Weekend Read: The First 10 Questions to Answer While Running on Ampere Altra-Based Instances

For this Weekend Read, we thought that we would start from the beginning with The First 10 Questions to Answer while Running on Ampere Altra-Based Instances

You are running your application on a new cloud instance or a server (or SUT, a system under test) and you notice there is a performance issue. Or you would like to ensure you are getting the best performance, given the system resources at your disposal. This document discusses some basic questions you should ask and ways to answer those questions.

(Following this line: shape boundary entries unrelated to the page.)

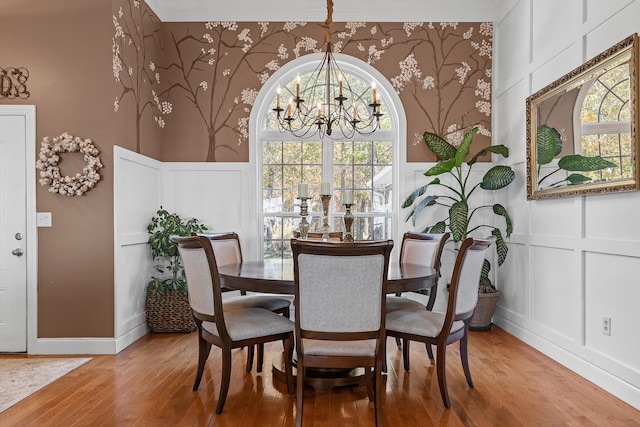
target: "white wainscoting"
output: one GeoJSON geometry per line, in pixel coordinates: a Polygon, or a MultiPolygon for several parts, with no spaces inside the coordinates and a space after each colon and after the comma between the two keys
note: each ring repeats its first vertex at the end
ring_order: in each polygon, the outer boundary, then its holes
{"type": "Polygon", "coordinates": [[[519,0],[495,25],[493,143],[518,178],[494,322],[640,409],[640,192],[527,201],[524,150],[526,97],[640,32],[637,16],[640,0],[519,0]]]}
{"type": "Polygon", "coordinates": [[[147,333],[146,283],[153,270],[149,220],[162,205],[162,163],[114,147],[115,352],[147,333]]]}
{"type": "Polygon", "coordinates": [[[197,218],[212,233],[235,231],[244,259],[257,259],[255,171],[249,163],[162,165],[162,202],[181,216],[197,218]]]}

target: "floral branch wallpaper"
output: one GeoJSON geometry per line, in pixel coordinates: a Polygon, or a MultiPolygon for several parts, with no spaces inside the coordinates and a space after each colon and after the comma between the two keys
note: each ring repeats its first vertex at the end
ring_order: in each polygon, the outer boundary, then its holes
{"type": "MultiPolygon", "coordinates": [[[[288,61],[325,48],[320,22],[162,23],[161,60],[151,61],[158,26],[145,25],[153,19],[140,11],[144,3],[122,3],[113,17],[114,76],[122,86],[114,106],[133,102],[138,121],[153,116],[162,160],[248,161],[249,115],[262,85],[288,61]],[[132,23],[137,39],[121,36],[124,22],[132,23]],[[119,54],[118,62],[116,53],[132,43],[137,57],[119,54]]],[[[334,52],[370,64],[399,94],[407,160],[416,162],[435,160],[422,144],[424,131],[455,144],[478,126],[490,145],[492,33],[487,22],[332,25],[334,52]]],[[[136,135],[138,151],[147,137],[136,135]]]]}

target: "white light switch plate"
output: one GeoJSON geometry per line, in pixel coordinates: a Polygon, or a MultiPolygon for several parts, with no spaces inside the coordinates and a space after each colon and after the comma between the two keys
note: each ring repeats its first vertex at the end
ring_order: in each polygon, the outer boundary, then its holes
{"type": "Polygon", "coordinates": [[[51,212],[37,212],[36,225],[38,227],[51,227],[51,212]]]}

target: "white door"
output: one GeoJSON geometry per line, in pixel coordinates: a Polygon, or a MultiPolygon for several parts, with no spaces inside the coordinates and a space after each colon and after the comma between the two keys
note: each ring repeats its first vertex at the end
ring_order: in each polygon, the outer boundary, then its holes
{"type": "Polygon", "coordinates": [[[0,352],[27,351],[27,116],[0,110],[0,352]]]}

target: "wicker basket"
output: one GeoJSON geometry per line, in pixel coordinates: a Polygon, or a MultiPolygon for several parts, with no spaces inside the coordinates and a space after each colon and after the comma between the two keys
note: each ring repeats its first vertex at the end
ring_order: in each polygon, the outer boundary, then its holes
{"type": "Polygon", "coordinates": [[[471,318],[469,330],[488,331],[491,329],[491,318],[493,317],[493,312],[496,309],[496,303],[498,302],[499,296],[500,291],[478,294],[478,305],[476,306],[476,311],[473,313],[473,317],[471,318]]]}
{"type": "Polygon", "coordinates": [[[193,332],[197,328],[189,297],[178,291],[147,294],[147,324],[151,332],[193,332]]]}

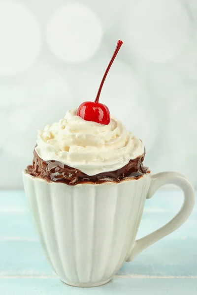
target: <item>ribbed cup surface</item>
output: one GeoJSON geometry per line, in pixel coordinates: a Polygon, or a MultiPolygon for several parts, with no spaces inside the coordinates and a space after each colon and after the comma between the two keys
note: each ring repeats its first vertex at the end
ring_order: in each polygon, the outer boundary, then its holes
{"type": "Polygon", "coordinates": [[[150,176],[74,186],[23,177],[40,239],[60,278],[82,286],[111,278],[134,242],[150,176]]]}

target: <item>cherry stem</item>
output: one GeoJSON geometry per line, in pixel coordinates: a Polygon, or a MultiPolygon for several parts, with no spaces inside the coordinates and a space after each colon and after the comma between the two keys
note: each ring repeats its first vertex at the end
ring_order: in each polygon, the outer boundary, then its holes
{"type": "Polygon", "coordinates": [[[100,97],[100,92],[101,91],[102,86],[104,84],[104,82],[105,81],[105,78],[107,76],[107,75],[109,70],[109,69],[110,68],[112,64],[113,61],[114,60],[115,58],[116,57],[117,53],[119,51],[120,48],[121,48],[121,47],[122,46],[123,44],[123,42],[121,40],[119,40],[118,41],[118,42],[117,42],[117,44],[116,45],[116,48],[115,49],[114,54],[112,56],[112,57],[111,59],[111,60],[109,61],[109,63],[108,65],[107,68],[106,69],[106,71],[105,72],[105,73],[104,74],[104,76],[103,76],[102,81],[100,83],[100,85],[99,88],[98,88],[98,92],[97,92],[97,96],[96,97],[95,100],[95,102],[98,102],[98,99],[100,97]]]}

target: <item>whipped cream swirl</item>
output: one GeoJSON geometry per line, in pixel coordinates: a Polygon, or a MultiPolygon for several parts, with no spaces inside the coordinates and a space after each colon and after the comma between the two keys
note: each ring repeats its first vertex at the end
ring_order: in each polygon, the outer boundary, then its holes
{"type": "Polygon", "coordinates": [[[59,161],[89,176],[119,169],[144,153],[141,141],[115,118],[101,125],[76,116],[76,110],[38,130],[37,145],[44,161],[59,161]]]}

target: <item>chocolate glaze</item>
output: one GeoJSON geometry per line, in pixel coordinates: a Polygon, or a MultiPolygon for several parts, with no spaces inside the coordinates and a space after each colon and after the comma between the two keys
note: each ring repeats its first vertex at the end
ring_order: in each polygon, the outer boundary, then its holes
{"type": "Polygon", "coordinates": [[[106,181],[120,182],[129,178],[137,179],[143,174],[150,173],[148,168],[142,164],[145,153],[144,151],[143,155],[130,160],[120,169],[90,176],[61,162],[54,160],[44,161],[34,150],[33,165],[28,166],[26,171],[32,176],[42,178],[49,182],[63,182],[69,185],[85,183],[102,183],[106,181]]]}

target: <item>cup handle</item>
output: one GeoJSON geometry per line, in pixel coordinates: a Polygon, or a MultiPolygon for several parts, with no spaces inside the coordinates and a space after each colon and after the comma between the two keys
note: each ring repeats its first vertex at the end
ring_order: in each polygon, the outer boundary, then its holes
{"type": "Polygon", "coordinates": [[[130,262],[143,250],[177,230],[192,213],[195,204],[195,193],[192,185],[181,174],[176,172],[162,172],[153,175],[147,196],[150,199],[161,186],[166,184],[179,186],[184,193],[184,202],[178,213],[165,225],[151,234],[136,240],[129,252],[126,261],[130,262]]]}

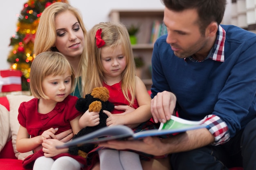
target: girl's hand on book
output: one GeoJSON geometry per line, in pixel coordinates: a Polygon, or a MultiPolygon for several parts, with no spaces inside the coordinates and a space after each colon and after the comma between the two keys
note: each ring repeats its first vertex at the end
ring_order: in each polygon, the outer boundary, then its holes
{"type": "Polygon", "coordinates": [[[165,123],[171,118],[176,106],[177,98],[172,93],[158,93],[151,100],[151,112],[155,123],[165,123]]]}

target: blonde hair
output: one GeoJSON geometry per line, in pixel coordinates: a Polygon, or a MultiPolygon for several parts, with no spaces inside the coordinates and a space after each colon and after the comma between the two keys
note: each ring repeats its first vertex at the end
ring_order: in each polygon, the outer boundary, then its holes
{"type": "Polygon", "coordinates": [[[38,99],[48,99],[43,90],[43,79],[48,75],[61,75],[67,71],[71,75],[71,93],[75,88],[75,74],[66,57],[58,52],[47,51],[38,54],[32,62],[30,70],[29,86],[32,95],[38,99]]]}
{"type": "MultiPolygon", "coordinates": [[[[45,8],[40,17],[34,44],[34,53],[36,55],[45,51],[56,51],[56,49],[53,49],[53,47],[55,46],[57,36],[55,22],[55,17],[57,14],[67,11],[72,12],[77,19],[83,30],[85,42],[87,31],[80,11],[68,3],[55,2],[45,8]]],[[[82,84],[85,81],[84,77],[87,71],[87,57],[85,49],[84,48],[81,55],[76,75],[82,75],[82,84]]],[[[79,87],[80,87],[78,79],[77,79],[76,84],[78,83],[79,87]]],[[[81,87],[83,86],[82,85],[81,87]]],[[[82,94],[80,87],[79,88],[80,93],[82,94]]]]}
{"type": "Polygon", "coordinates": [[[92,89],[103,86],[104,68],[101,60],[101,48],[96,46],[95,34],[101,29],[101,38],[106,44],[103,46],[115,48],[121,45],[122,52],[126,56],[126,66],[122,73],[121,87],[125,98],[130,106],[135,99],[135,65],[129,34],[126,28],[121,23],[101,22],[95,25],[88,33],[88,69],[85,82],[84,95],[91,93],[92,89]],[[129,95],[130,94],[130,95],[129,95]]]}

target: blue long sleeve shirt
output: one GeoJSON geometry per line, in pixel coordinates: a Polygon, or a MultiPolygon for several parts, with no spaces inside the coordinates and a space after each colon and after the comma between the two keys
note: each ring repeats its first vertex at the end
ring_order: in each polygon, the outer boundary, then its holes
{"type": "Polygon", "coordinates": [[[226,32],[223,62],[179,58],[166,42],[167,35],[156,41],[151,97],[171,92],[180,117],[200,120],[217,116],[233,137],[256,116],[256,34],[234,26],[221,26],[226,32]]]}

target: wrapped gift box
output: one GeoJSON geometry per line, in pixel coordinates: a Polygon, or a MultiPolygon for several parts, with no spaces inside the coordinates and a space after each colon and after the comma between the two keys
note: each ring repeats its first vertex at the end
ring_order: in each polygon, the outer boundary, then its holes
{"type": "Polygon", "coordinates": [[[21,91],[22,75],[19,70],[0,70],[0,92],[21,91]]]}

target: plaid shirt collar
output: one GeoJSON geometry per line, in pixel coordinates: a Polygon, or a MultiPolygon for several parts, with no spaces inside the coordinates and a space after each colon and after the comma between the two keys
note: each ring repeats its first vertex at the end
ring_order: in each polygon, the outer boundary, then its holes
{"type": "Polygon", "coordinates": [[[217,33],[217,38],[213,50],[212,57],[210,58],[213,60],[224,62],[224,45],[226,40],[226,31],[219,25],[217,33]]]}
{"type": "MultiPolygon", "coordinates": [[[[220,25],[219,25],[217,32],[217,38],[214,45],[210,51],[208,55],[203,61],[209,58],[213,60],[224,62],[224,45],[225,40],[226,31],[221,27],[220,25]]],[[[188,58],[193,62],[198,62],[194,59],[191,56],[189,57],[188,58]]],[[[186,61],[186,59],[187,58],[184,58],[184,60],[186,61]]]]}

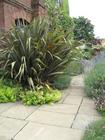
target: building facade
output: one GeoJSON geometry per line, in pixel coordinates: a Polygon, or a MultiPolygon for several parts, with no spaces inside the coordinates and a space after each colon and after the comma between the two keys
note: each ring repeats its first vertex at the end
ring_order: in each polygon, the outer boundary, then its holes
{"type": "Polygon", "coordinates": [[[0,0],[0,30],[8,31],[17,21],[30,23],[44,14],[43,0],[0,0]]]}
{"type": "Polygon", "coordinates": [[[55,0],[57,5],[60,5],[66,14],[69,14],[69,0],[55,0]]]}

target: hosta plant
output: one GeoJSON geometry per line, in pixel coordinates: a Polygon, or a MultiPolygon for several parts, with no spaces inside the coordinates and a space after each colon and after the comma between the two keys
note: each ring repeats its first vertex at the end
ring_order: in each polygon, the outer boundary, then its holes
{"type": "Polygon", "coordinates": [[[26,91],[25,94],[21,95],[21,99],[25,105],[42,105],[59,101],[61,93],[47,85],[39,87],[35,91],[26,91]]]}
{"type": "Polygon", "coordinates": [[[2,40],[1,70],[5,76],[22,85],[52,83],[62,74],[72,58],[73,48],[64,38],[64,32],[50,28],[48,20],[36,20],[22,28],[13,28],[2,40]]]}

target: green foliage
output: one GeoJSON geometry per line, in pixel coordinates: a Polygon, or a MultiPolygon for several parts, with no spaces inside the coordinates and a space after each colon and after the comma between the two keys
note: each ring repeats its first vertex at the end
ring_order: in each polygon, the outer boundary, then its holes
{"type": "Polygon", "coordinates": [[[94,40],[94,26],[90,20],[84,17],[74,18],[74,38],[75,40],[83,40],[87,44],[94,40]]]}
{"type": "Polygon", "coordinates": [[[70,66],[68,65],[64,70],[64,74],[55,78],[53,86],[57,89],[66,89],[69,87],[71,82],[70,66]]]}
{"type": "Polygon", "coordinates": [[[42,105],[59,101],[61,93],[47,86],[36,91],[27,91],[21,98],[25,105],[42,105]]]}
{"type": "Polygon", "coordinates": [[[105,140],[105,119],[92,123],[82,140],[105,140]]]}
{"type": "Polygon", "coordinates": [[[72,61],[70,63],[70,74],[72,76],[82,74],[82,72],[83,72],[83,66],[79,61],[72,61]]]}
{"type": "Polygon", "coordinates": [[[97,111],[105,117],[105,95],[100,96],[95,101],[97,111]]]}
{"type": "Polygon", "coordinates": [[[15,102],[21,88],[12,81],[0,80],[0,103],[15,102]]]}
{"type": "Polygon", "coordinates": [[[98,64],[85,76],[85,91],[89,97],[105,95],[105,64],[98,64]]]}
{"type": "Polygon", "coordinates": [[[47,19],[33,21],[23,28],[13,28],[0,51],[3,72],[22,85],[52,83],[72,59],[73,47],[64,32],[50,28],[47,19]]]}

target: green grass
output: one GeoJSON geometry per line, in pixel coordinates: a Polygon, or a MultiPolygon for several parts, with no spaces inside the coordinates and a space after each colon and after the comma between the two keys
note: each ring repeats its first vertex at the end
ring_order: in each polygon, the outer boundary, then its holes
{"type": "Polygon", "coordinates": [[[92,123],[82,140],[105,140],[105,118],[92,123]]]}

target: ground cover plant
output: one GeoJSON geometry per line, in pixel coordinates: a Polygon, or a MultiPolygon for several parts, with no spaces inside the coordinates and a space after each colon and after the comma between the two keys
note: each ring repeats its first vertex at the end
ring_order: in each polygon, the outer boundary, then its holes
{"type": "Polygon", "coordinates": [[[98,64],[85,76],[85,91],[89,97],[105,94],[105,64],[98,64]]]}
{"type": "Polygon", "coordinates": [[[0,80],[0,103],[16,102],[21,94],[21,87],[10,80],[0,80]]]}
{"type": "Polygon", "coordinates": [[[46,85],[45,87],[37,88],[36,91],[26,91],[25,94],[21,95],[21,99],[25,105],[49,104],[59,101],[61,93],[46,85]]]}
{"type": "Polygon", "coordinates": [[[24,96],[19,96],[27,105],[56,102],[61,96],[57,90],[45,90],[45,85],[53,86],[56,77],[64,74],[75,48],[64,30],[51,27],[47,18],[37,19],[30,25],[14,27],[2,37],[5,47],[0,50],[0,73],[27,89],[27,94],[23,90],[24,96]],[[38,91],[40,86],[43,88],[38,91]]]}
{"type": "Polygon", "coordinates": [[[86,130],[82,140],[104,140],[105,139],[105,119],[92,123],[86,130]]]}
{"type": "Polygon", "coordinates": [[[95,100],[96,109],[105,116],[105,64],[97,64],[85,77],[86,94],[95,100]]]}

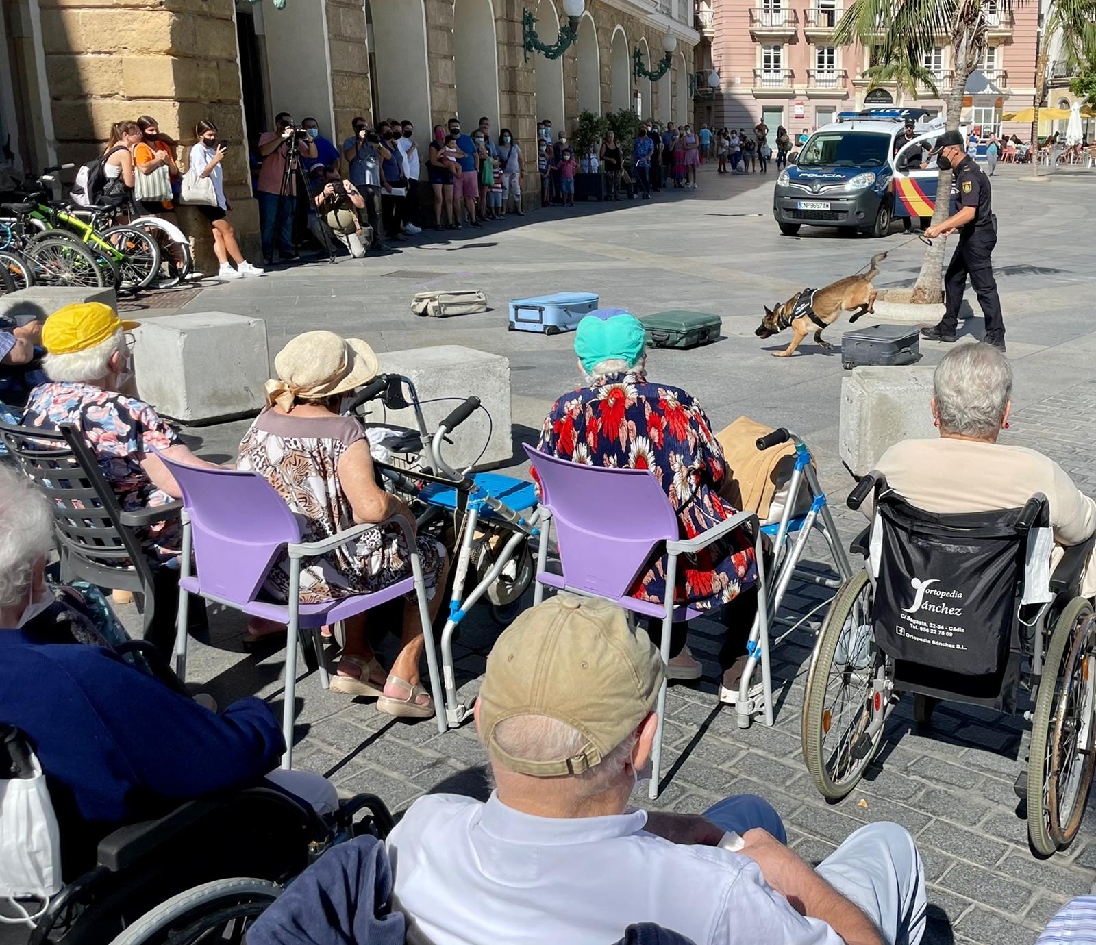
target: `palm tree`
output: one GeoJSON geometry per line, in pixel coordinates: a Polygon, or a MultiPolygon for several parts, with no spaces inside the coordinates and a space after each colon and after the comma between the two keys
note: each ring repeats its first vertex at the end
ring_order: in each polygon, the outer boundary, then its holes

Check it out and let us know what you think and what topics you would like to see in the future. Questions/Comments? Put them below.

1 Like

To top and htop I would add glances which has a very nice display of lots of runtime information.

If you are running into NUMA issues consider CPU pinning, which forces a process to be in a specific NUMA domain. If you are fortunate your runtime has some built-in support for that.

A whole lot of job systems that you find in the real world (compilers, build systems, CI/CD operations) have single-threaded operations that will unreasonably slow down your very fast machine by stubbornly only using 1 core and leaving all the rest idle. The fundamental issue is Amdahl’s Law, which says that the speedup of a parallel system is limited by the slowest serial process. If your makefile, for example, has a hardcoded MAXCORES that’s low you have a fast system sitting idle.

I did a writeup a while back with some of these, based in part on my efforts to get acceptable performance out of an earlier generation of systems (before Ampere) where there were tons and tons of very slow cores. Good news for the Ampere side is that single-core perf on these systems is very respectable.

2 Likes

Another reason to consider pinning, aside from NUMA, is keeping use of the L2 cache contents that has taken cycles to populate. It avoids the latency of the caches having to refill as the scheduler moves a thread round the cores.

Tool #11 would be LinuxKI from HPE/Mark Ray. I just heard about it last week but will be putting it to use.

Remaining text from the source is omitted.